Port by Toyen (Czechia) 1925
A variation on this short fiction piece was published in The Ekphrastic Review's Nine Lives Marathon prose selections on August 21, 2024. Check out all the incredible writings here.
Ships are anchored nearby in the harbor, their containers waiting to be unloaded and lifted by forklift onto trains headed for faraway places, places with old words that sound like heartbeats—Omaha, Winona, and Chicago. The onshore wind blows hard and cold across the Pacific Ocean. When I get out of the car, I think of wearing my sweater but don’t because feeling cold with my hair whipping around is exhilarating. In the parking lot of Warehouse Number 1, people arrive and sit on a loading dock, admiring each other’s classic cars. After a few minutes, they drag race on Harbor Boulevard in a scene from a classic Hollywood movie. The lonely, distant sound softens and is gone.

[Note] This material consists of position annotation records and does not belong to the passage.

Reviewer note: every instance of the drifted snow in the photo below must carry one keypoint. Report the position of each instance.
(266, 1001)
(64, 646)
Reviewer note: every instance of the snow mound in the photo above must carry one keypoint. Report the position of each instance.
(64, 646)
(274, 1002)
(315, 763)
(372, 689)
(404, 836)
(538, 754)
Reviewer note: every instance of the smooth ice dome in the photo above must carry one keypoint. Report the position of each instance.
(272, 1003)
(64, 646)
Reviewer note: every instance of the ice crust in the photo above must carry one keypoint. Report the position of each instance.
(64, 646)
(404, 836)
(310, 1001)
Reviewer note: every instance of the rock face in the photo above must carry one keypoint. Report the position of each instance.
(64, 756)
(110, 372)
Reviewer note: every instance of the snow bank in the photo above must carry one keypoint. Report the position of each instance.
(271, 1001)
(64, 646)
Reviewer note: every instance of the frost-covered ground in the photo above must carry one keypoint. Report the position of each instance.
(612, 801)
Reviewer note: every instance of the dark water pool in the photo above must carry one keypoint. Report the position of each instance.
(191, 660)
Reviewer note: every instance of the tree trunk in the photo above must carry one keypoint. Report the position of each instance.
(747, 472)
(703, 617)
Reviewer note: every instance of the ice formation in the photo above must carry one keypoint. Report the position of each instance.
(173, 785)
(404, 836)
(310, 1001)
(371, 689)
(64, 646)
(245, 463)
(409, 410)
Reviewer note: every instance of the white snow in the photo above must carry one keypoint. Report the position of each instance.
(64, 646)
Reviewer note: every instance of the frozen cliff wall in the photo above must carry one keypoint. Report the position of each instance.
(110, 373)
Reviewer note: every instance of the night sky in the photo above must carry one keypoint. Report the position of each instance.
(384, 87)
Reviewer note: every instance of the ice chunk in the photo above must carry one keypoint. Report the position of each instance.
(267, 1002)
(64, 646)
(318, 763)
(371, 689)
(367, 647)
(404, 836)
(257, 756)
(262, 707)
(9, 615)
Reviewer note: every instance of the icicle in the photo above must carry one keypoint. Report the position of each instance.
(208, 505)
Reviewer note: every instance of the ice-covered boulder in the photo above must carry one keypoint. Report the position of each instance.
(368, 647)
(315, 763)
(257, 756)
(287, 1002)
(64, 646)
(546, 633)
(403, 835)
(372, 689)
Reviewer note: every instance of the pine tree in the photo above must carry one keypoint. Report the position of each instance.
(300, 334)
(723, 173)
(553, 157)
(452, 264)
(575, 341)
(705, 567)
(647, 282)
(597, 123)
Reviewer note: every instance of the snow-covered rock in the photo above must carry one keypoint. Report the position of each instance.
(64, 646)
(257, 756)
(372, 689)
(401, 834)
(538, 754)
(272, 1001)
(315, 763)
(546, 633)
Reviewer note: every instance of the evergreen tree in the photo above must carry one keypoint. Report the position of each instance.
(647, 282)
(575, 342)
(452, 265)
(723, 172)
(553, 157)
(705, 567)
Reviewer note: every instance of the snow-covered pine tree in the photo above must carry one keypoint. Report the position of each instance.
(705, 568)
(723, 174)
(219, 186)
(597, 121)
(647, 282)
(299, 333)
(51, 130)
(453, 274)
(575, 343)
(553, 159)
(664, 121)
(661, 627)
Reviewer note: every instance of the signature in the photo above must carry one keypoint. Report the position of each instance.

Sooner or later, the water’s coming to get you, my older brother used to say. By now I understand he repeated those words to scare me and make me into a stronger person, into a fighter instead of a dreamer. He never wanted me to give up on life, as he certainly did.
I have no snapshot memories like his of working on the docks with friends when he was young and strong and could climb like Atlas the geometric shapes of a port. Instead, I lean over the dockside and wonder what lies beneath the ships anchored in the harbor and deep in the water—sunken, metal vessels, brightly colored fish with misshapen mouths, and green bottle glass once containing sweet soda pop. A vast ocean of bright, drowned things.